Why is this funny (or terrifyingly relatable) to seasoned engineers? Because we’ve all been on teams where someone couldn’t resist the latest “hot” framework or tool, even if our current stack was perfectly fine. It’s a form of resume-driven development: the coworker might be more interested in playing with a trendy library (and bragging about it later) than in the boring, critical task of making the app run smoothly. The meme labels drive the point home: “ME TRYING TO BUILD A FUNCTIONAL APPLICATION” (the responsible developer focusing on stability) is practically tugging our distracted teammate by the arm, but “NEW UNTESTED LIBRARY WITH 50 OPEN ISSUES” has already stolen his attention. The humor comes from how perfectly this mirrors real life on a dev team. The DeveloperHumor here is a little painful: it’s funny because it’s true. Everyone who’s endured FrameworkChurn and DependencyHell will smirk (or groan) at this scenario. The coworker’s wandering eyes mean yet another surprise addition to the package.json or pom.xml — and with it, a potential cascade of version conflicts, build failures, and late-night debugging sessions.

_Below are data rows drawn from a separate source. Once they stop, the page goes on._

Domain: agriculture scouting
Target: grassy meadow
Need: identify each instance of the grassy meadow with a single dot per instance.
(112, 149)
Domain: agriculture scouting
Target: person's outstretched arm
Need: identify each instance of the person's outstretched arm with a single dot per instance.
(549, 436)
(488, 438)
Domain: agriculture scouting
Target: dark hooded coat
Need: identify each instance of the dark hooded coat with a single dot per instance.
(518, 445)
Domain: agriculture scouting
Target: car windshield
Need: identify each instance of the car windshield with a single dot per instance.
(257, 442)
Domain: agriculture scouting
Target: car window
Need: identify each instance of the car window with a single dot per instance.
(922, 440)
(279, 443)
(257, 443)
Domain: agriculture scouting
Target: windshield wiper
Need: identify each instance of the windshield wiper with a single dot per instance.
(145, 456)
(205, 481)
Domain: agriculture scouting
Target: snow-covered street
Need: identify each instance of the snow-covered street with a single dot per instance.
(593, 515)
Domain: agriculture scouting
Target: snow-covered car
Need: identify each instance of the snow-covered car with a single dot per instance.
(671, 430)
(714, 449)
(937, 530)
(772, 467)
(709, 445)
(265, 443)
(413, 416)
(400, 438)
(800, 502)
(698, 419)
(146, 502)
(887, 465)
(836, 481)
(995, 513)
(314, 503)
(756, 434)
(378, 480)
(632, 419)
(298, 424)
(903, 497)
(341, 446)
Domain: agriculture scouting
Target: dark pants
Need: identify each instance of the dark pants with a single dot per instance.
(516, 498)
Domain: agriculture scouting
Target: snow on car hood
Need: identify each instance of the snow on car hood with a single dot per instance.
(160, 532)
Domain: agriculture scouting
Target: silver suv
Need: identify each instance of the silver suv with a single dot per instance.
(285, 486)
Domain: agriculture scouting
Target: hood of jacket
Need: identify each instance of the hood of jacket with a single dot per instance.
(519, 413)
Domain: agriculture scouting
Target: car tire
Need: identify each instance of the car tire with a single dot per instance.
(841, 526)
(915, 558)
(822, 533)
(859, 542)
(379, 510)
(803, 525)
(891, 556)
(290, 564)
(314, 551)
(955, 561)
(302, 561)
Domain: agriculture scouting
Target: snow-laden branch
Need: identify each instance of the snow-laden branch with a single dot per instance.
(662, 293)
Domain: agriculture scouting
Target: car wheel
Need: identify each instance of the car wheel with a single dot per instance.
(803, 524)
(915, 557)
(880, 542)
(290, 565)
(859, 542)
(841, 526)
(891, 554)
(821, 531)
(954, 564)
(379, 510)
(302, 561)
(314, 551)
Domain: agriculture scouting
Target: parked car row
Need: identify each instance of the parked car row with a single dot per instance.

Let’s unpack the technical reality: a library with “50 open issues” is basically half-baked. Those issues could be anything from minor feature requests to serious bugs like memory leaks or security flaws. Choosing to integrate such a dependency isn’t just a harmless experiment; it’s inviting dozens of known problems into your codebase. In an ideal world, we practice good DependencyManagement: vetting libraries for maturity, community support, and stability. But our intrepid coworker is throwing caution to the wind. To them, using this shiny new library might promise a quick fix or a cutting-edge feature that looks great in a demo. In practice, it could undermine DeveloperProductivity for weeks as the team scrambles to work around the library’s bugs. This is the essence of tooling frustration: the very tools meant to accelerate development end up slowing it down. It’s a prime example of being seduced by new tech without considering long-term maintenance. Seasoned developers know the score: every new dependency is a trade-off. Sure, you didn’t have to write that functionality from scratch, but now you’ve imported someone else’s incomplete work into your project. If that library is abandoned or if issue #51 turns out to be a production crash, guess who inherits the problem? Not the open source maintainer on the other side of the world – it’s you and your team. Remember the left-pad fiasco or countless broke builds due to a single volatile dependency? Yeah, we've been down this road. The meme perfectly captures that facepalm moment when you realize a teammate’s obsession with the “latest and greatest” just opened Pandora’s box in your repo.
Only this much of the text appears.